Even though there are multiple orientation configurations, one could reasonably deem that transverse and off-axial detachment of the fibre significantly affects the overall resistance of the laminates. Similar behaviour has been reported by Bezazi et al. during flexural testing of a hybrid kevlar/glass cross-ply laminate. However, influencing material behaviour by manufacturing composite laminates with different stacking patterns may be an essential technique for improving the capability to withstand bending force before failure. The Charpy impact test was carried out on the samples to measure the amount of energy absorbed under an impact force normal to the laminates.
Table 3. Torsional natural frequencies (Hz) for different stacking sequences laminate
A previous study discussed the potential benefits of natural-synthetic fibre hybridisation and its implementation . This possibility makes once more these materials very attractive since it makes possible to obtain the desired torsional natural frequencies without increasing mass or changing geometry. This gives the designer one additional degree of freedom to design the laminate – the possibility to change fiber orientations in order to get more (or less) structure stiffness in torsion. Also, effects of boundary conditions on torsional natural frequencies are demonstrated.

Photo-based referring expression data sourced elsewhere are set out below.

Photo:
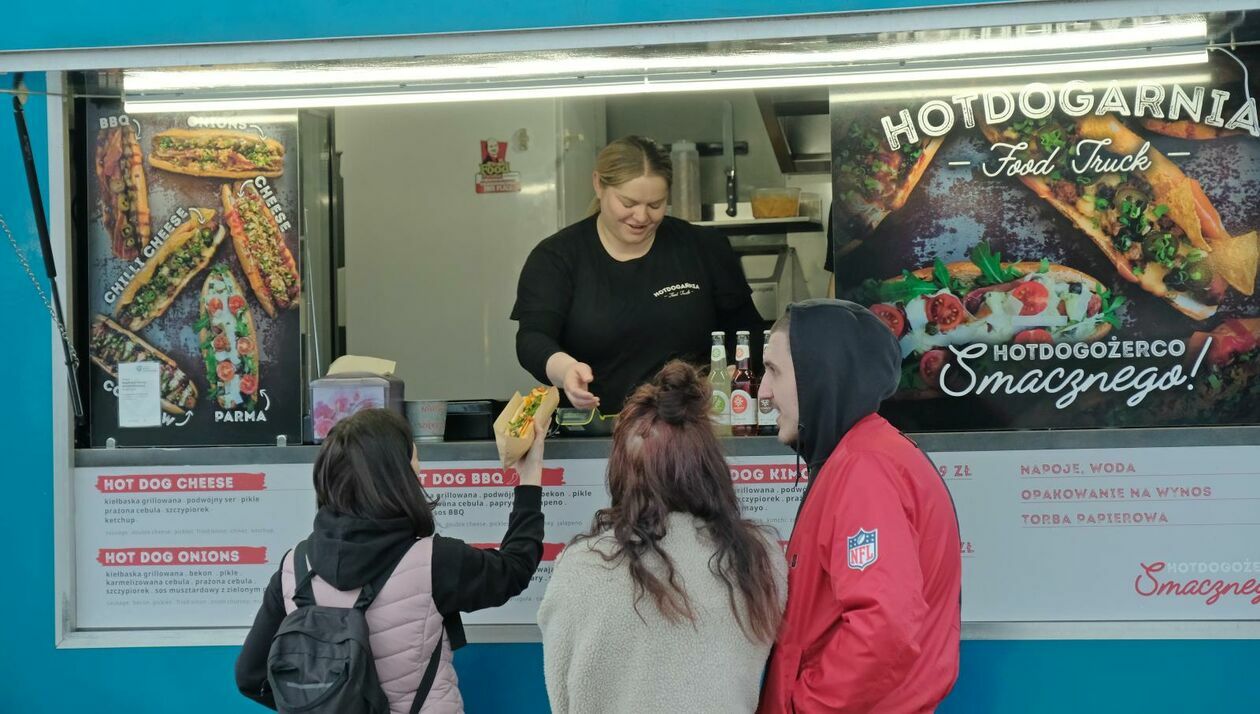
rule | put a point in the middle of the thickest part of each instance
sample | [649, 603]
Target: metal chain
[39, 289]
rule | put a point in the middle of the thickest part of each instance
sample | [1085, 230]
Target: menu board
[1059, 252]
[1124, 534]
[192, 265]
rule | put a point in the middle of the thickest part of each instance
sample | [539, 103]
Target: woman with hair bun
[672, 600]
[607, 301]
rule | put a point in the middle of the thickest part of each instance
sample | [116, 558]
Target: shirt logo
[677, 290]
[863, 548]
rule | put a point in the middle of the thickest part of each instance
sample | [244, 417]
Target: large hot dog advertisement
[1059, 252]
[193, 271]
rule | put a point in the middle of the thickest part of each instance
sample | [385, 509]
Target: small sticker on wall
[495, 175]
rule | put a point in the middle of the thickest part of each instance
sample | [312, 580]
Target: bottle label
[721, 408]
[741, 408]
[766, 413]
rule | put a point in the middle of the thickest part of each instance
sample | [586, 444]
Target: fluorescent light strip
[180, 79]
[940, 92]
[649, 86]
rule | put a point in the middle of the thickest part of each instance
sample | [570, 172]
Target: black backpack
[320, 659]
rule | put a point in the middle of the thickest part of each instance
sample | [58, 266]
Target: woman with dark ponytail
[672, 600]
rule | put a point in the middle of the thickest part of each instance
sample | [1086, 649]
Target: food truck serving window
[1057, 222]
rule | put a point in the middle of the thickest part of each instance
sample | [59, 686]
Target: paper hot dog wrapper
[512, 448]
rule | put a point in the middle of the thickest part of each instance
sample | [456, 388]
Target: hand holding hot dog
[531, 466]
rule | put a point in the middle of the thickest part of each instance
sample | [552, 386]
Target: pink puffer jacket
[405, 626]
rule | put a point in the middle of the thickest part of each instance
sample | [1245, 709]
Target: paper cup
[427, 419]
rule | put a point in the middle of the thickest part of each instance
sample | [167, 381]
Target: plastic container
[427, 418]
[684, 194]
[775, 203]
[338, 396]
[812, 207]
[473, 419]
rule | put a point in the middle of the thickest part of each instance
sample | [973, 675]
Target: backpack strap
[304, 595]
[369, 592]
[426, 683]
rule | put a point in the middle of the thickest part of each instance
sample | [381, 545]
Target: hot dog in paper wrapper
[514, 428]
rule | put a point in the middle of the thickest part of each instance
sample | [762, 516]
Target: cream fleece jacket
[602, 657]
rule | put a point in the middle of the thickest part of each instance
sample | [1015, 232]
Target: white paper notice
[139, 394]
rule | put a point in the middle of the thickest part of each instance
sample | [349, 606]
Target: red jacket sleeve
[872, 561]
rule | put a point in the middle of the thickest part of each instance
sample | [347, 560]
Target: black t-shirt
[628, 319]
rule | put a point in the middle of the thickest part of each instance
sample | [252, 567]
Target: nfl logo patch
[863, 548]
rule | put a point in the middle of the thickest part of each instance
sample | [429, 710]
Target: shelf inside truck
[765, 226]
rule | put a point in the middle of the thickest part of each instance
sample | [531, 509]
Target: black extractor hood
[800, 129]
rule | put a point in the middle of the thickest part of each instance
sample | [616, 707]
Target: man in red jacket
[875, 569]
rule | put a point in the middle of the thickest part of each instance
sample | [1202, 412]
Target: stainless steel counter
[746, 446]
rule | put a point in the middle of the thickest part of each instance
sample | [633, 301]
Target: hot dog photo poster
[192, 265]
[1057, 252]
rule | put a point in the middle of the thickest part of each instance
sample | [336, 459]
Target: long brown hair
[363, 469]
[629, 158]
[665, 459]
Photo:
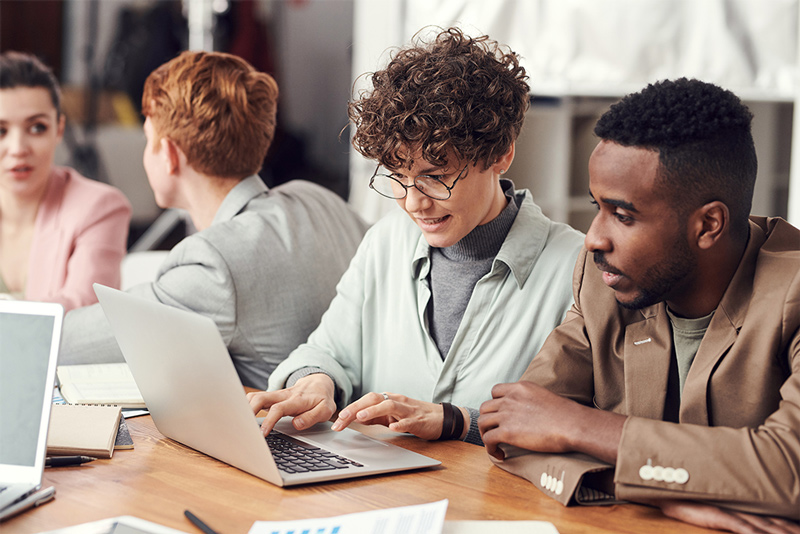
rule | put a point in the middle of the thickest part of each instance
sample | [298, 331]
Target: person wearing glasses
[460, 287]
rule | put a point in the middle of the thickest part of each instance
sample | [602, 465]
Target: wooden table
[161, 478]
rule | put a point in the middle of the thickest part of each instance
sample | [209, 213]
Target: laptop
[30, 334]
[194, 395]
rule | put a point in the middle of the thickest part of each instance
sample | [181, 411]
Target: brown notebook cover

Et al. used the dynamic stiffness analysis and the first-order shear deformation theory to study the free vibration of laminated beams. Abramovich and Livshits studied the free vibration of non symmetric Cross-ply laminated Composite Beams based on Timoshenko type equations. Investigated the free vibrations of axially loaded composite Timoshenko beams using the dynamic stiffness matrix method by developing an exact dynamic stiffness matrix of composite beams taking into account the effects of an axial force, shear deformation, and rotatory inertia. Free vibration analysis of laminated beams has been conducted by significant amount of research.